The Oregonian recently wrote about a young lesbian woman, Edna Vasquez who at age 16 was kicked out of her parents' home in Mexico to live with relatives in Oregon. Even though young people in her community in Hillsboro accepted her, family pressure from Mexico and repudiation from the Latino community created serious problems for Vasquez, now age 31. As a consequence she is working to help other young people to work through the taboos on homosexuality in the Latino community.
In Latin culture, according to experts on the subject of Hispanic culture, men and women have specific, defined roles. Men are to care for the family, a duty that is considered critical to the role of the father figure in the family. Women are to play a subordinate role. Although these stereotypes are shifting, there remain pressures to conform to these standards, which makes it difficult for individuals who live outside them.
The concept of machismo creates special problems in Latin culture, especially for women and minorities. Indeed it is part of the debate on the negative effect that rigid stereotyping may have on the rights of gays and the treatment of sexually-transmitted diseases such as AIDS in places like Hondruas and Mexico as well as other Latin American countries and places where there are significant numbers of Hispanics. Indeed it has been considered somewhat of a crisis in Latin America, given the shifting demographics in the population and the demand for change coming from feminist groups.
Machismo is a term used to emphasizes the male role as dominant in the culture that allows men freedom of expression in areas not allowed for women. Research has found that machismo traits can include the need to have more than one partner, failure to disclose HIV status, infidelity, and refusal to use condoms. Along with this is a high degree of belief that women should conform to certain sexual standards that require obedience to the family and its prescribed rules.
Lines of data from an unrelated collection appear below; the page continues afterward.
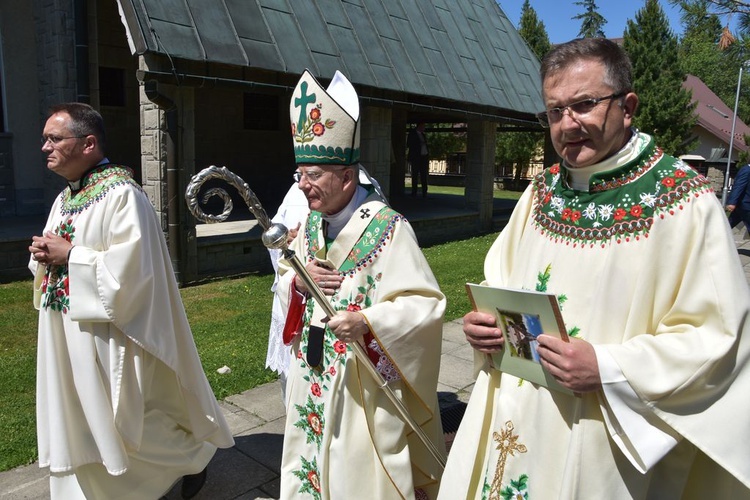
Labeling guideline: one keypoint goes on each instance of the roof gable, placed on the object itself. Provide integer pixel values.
(463, 50)
(715, 116)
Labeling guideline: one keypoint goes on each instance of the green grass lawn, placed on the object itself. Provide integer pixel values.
(229, 318)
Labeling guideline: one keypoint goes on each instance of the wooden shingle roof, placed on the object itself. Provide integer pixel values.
(457, 50)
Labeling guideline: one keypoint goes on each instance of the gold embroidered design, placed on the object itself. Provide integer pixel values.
(507, 444)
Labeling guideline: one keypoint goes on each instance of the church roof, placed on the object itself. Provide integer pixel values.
(715, 116)
(464, 51)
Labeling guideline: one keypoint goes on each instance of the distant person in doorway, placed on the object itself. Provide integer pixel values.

This means that young men and women who step out of what machismo culture describes as the respect for the family and defined sexual roles have considerable difficulty if they step out of the family from their closeted places.
The Latino community rejection of gay and lesbian behavior creates health problems in the greater community since AIDS becomes unreported and has been growing among Hispanic men who have sex with more than one partner, including those who are both bisexual and homosexual.
Vasquez hopes to educate the Latino community about the risks of AIDs and to remove some of the shame associated with homosexuality so that gays and lesbians can be accepted as equals in the community and so that sexually transmitted diseases are dealt with to lower the incidence and spread of AIDS.